The United States and the European Union have taken a major political step forward in creating a future for a more free flow of personal data between the two jurisdictions. On March 25, 2022, European Commission President Ursula von der Leyen and U.S. President Joe Biden held a joint press conference announcing that they had found an “agreement in principle,” referred to as the Trans-Atlantic Data Privacy Framework. Von der Leyen announced that the agreement would “enable predictable, trustworthy data flows between the EU and the US, safeguarding privacy and civil liberties.” Of course, the question remains–what does this agreement in principle amount to, and, once a full-fledged version is passed, will the European regulators and Court of Justice agree that it provides sufficient protection?

Because that is how we got here in the first place. Here’s a brief timeline review of some of the key data transfer agreements and restrictions between the US and the EU:

  • The Safe Harbor Agreement of 2000 allowed US companies and organizations to meet EU data protection requirements and permitted the legal transfer of personal data between EU member states and the United States.
    • In 2013, unauthorized disclosures of US National Security Agency surveillance programs and other allegations regarding US intelligence activities in Europe led to scrutiny of cross-border data flows.
    • Concerns were raised regarding both how US technology firms used the personal data and the extent to which the US government might have access to the data.
  • The European Court of Justice invalidated the Safe Harbor Agreement in October 2015.
  • On February 2, 2016, an agreement “in principle” was announced. This replacement for Safe Harbor was known as Privacy Shield. The official text of Privacy Shield was released later that month, and it went into effect in July 2016.
  • The European Court of Justice invalidated Privacy Shield in July 2020 in a case known as Schrems II.

Following the invalidation of Privacy Shield, essentially all transfers of personal data from the EU to the US relied on the EU’s Standard Contractual Clauses. However, Schrems II not only invalidated Privacy Shield, it also called into question the efficacy of the SCCs. As a result, the European Commission adopted new SCCs and the European Data Protection Board (EDPB) issued guidance on how to supplement the SCCs through actions such as completing transfer impact assessments.

What does all of this mean for companies that wish to transfer data from the EU to the US? Essentially, it means that they have to undergo a fairly intensive process that involves intensified SCCs as well as additional steps to ensure that the SCCs are being upheld and that the recipient is doing everything possible to protect that data from US government intrusion once it arrives in the US. Simply signing the SCCs is no longer sufficient to be considered GDPR-compliant.


The new “agreement in principle” between the EU and the US will, according to the Fact Sheet released by the White House, included “unprecedented commitments” by the United States to:

  • Strengthen the privacy and civil liberties safeguards governing U.S. signals intelligence activities;
  • Establish a new redress mechanism with independent and binding authority; and
  • Enhance its existing rigorous and layered oversight of signals intelligence activities.
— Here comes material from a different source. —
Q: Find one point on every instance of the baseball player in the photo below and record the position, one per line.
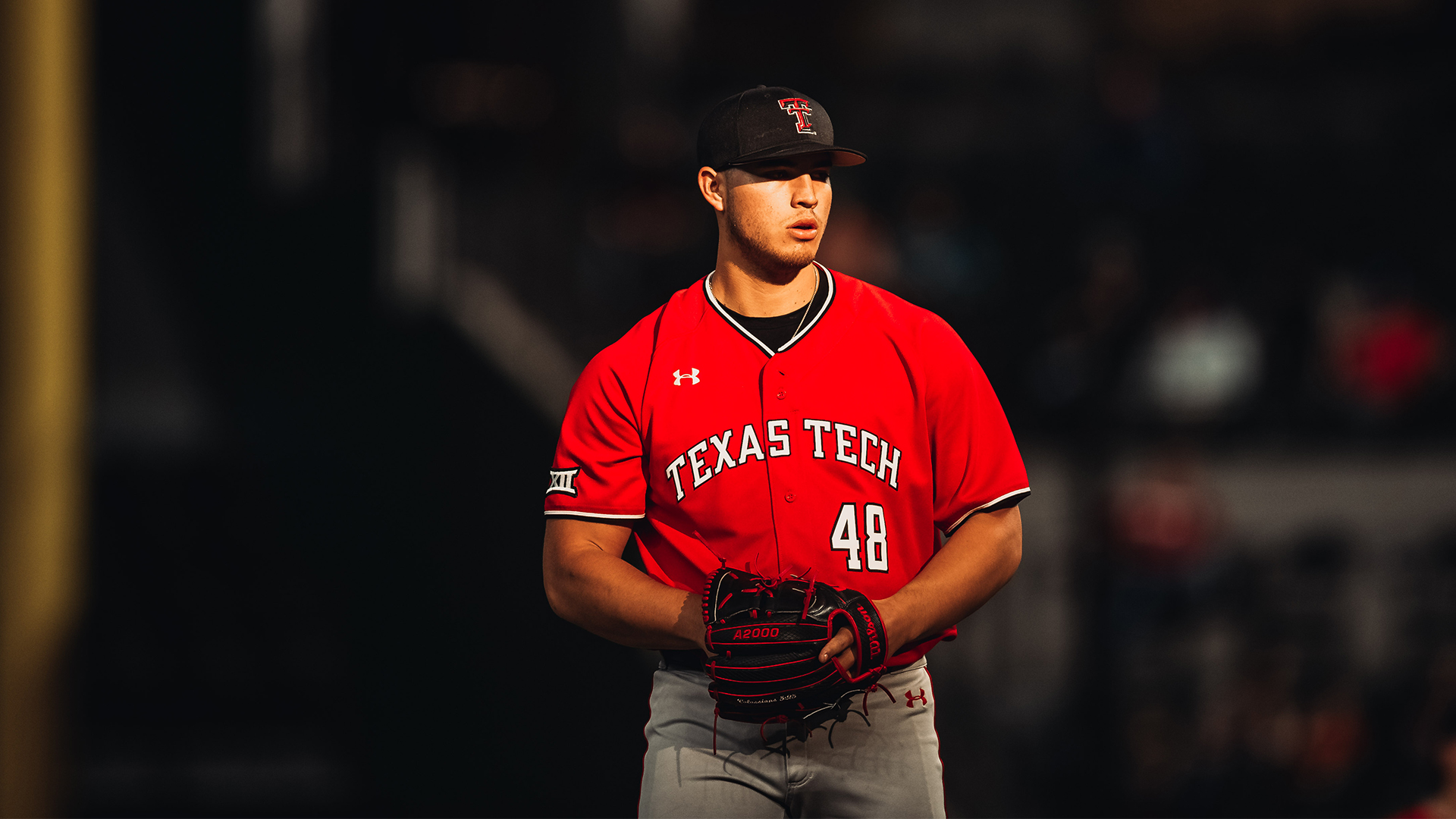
(786, 420)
These Framework principles signal progress on the two main issues that Schrems II found with the transatlantic data flows: (1) insufficient redress mechanisms for EU citizens in the US if their privacy rights were violated and (2) the United States’ ability to meet the European Court of Justice’s necessity and proportionality standards when it comes to government access to data. Experts still expect it will be some time before we see the actual text of any agreement, and there are already indications from NYOB (the EU nonprofit headed by Maximilian Schrems, the privacy advocate who challenged the previous US–EU privacy frameworks) that it anticipates it or another organization will take the new agreement back to court within months from its publication because they find it unlikely that a “purely political” agreement can solve the underlying incompatibility between the jurisdictions’ laws.

Political leaders are much more positive, heralding the announcement as a huge step forward in easing the process for transatlantic data flows. President Biden stated, “This framework underscores our shared commitment to privacy, data protection, and the rule of law. And it’s going to allow the European Commission to once again authorize trans-Atlantic data flows that facilitate $7.3 trillion in economic relationships with the EU.” President von der Leyden focused on European concerns regarding trusting the US to properly protect data, stating, “This will enable predictable and trustworthy data flows between the EU and US, safeguarding privacy and civil liberties.

While we wait for the new agreement to be fully hashed out and published, some commentators have suggested that the European regulators may ease enforcement actions concerning transatlantic data flows because that is what happened when the Privacy Shield “agreement in principle” was announced. However, there were only a few weeks between the announcement of the Privacy Shield agreement and the official release of the text of that agreement, which meant that regulators knew what the changes would look like.

We are anticipating a longer turnaround time for the text of this new Framework. Companies should continue to ensure that they are not only entering into the new SCCs for their international data transfers, but that they are monitoring those transfers for compliance and that they are conducting Transfer Impact Assessments to ensure that they are taking any necessary supplementary measures to protect the data they are transferring from the EU to the US.